Campaigners want to amend the Northern Ireland (Executive Formation) Bill when it comes before MPs next week.
As well as same-sex marriage, they also want to include provisions paving the way for abortion to be legalised in the province, and provide compensation for the victims of historical abuse.
But the Government has only set aside one day for the legislation to be debated, meaning there is little time for the proposed changes to be debated and voted on.
That is despite Labour calling for more time to be allocated for the bill, which is needed to give civil servants the power to continue running Northern Ireland while the Stormont Assembly remains suspended.
Labour MP Conor McGinn, who is campaigning for same-sex marriage to be legalised in Northern Ireland, made clear his frustration to Commons leader Mel Stride on Thursday.
He said: "He shouldn't underestimate the level of dissatisfaction about the Government's approach to the Northern Ireland business on Monday.
"It seems to be a pretty transparent and poor attempt to stifle debate on issues like abortion and equal marriage and restitution for victims of institutional abuse - not just to stifle debate actually, but to block any progress on them.
"Can I urge him to work through the usual channels and do the right thing. Give us the proper time to scrutinise these important issues and this important bill."
The St.
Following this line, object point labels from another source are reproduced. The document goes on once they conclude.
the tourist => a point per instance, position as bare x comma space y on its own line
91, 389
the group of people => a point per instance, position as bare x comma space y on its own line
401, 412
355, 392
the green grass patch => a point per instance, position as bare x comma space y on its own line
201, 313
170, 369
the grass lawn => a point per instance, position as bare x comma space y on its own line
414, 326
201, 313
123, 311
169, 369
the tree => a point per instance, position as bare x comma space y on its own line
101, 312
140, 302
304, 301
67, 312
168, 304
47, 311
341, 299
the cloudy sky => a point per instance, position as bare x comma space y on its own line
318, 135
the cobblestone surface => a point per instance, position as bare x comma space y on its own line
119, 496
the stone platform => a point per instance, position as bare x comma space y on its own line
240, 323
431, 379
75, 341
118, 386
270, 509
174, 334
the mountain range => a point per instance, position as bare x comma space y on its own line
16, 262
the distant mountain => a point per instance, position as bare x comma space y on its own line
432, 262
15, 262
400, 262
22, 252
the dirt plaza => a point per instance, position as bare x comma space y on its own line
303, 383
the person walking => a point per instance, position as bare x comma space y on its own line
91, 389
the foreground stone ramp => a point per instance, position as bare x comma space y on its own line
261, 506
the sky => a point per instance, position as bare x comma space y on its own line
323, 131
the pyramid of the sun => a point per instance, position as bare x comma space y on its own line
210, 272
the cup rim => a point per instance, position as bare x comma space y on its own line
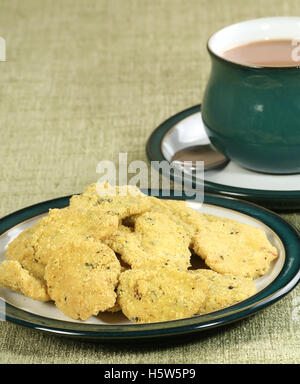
251, 66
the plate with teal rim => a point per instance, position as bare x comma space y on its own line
186, 129
283, 276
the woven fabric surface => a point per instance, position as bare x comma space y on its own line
86, 80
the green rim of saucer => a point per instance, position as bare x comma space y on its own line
265, 197
284, 283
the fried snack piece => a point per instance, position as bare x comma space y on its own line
22, 249
127, 201
178, 210
16, 278
230, 247
33, 247
81, 278
163, 294
155, 241
223, 290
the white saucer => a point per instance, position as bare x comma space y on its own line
186, 129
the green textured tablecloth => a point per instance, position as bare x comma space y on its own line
85, 80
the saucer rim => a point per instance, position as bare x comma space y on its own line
154, 153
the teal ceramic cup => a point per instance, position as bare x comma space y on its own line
252, 113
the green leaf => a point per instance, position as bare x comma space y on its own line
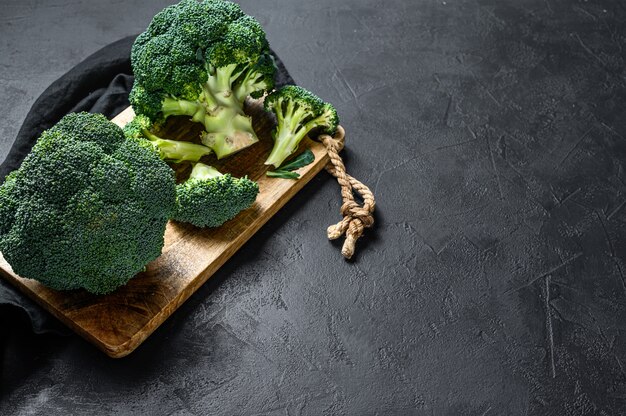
283, 174
305, 158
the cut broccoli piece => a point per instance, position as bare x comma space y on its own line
87, 208
298, 112
209, 198
170, 150
202, 59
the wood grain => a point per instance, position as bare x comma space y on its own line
119, 322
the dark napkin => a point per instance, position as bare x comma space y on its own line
99, 84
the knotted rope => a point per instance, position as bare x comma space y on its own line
355, 217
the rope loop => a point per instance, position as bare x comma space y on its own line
356, 217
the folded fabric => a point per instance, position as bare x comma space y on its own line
99, 84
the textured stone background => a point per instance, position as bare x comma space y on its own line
493, 134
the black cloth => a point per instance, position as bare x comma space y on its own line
99, 84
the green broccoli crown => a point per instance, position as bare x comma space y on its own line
298, 112
187, 41
87, 208
209, 198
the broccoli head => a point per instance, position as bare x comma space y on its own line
169, 150
298, 112
202, 59
209, 198
87, 208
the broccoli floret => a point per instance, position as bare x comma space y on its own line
87, 208
297, 111
202, 59
169, 150
209, 198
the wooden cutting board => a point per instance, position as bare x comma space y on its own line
119, 322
Helen's North MP was backed by Commons Speaker John Bercow, who told him that "help is at hand" and that he would try to ensure the proposed amendments were debated.
He said: "Although of course there are ordinarily deadlines for the submission of amendments, it is possible for there to be manuscript amendments and the decision as to whether manuscript amendments are permissible is a decision for the chair."
Speaking to PoliticsHome, Mr McGinn said there would be "an outcry" if the amendments were not accepted.
If passed, his amendment would mean that if the Northern Ireland Executive is not restored within three months, the Government would need to bring forward its own legislation introducing same-sex marriage in the province.
The Northern Ireland Office has been approached for comment.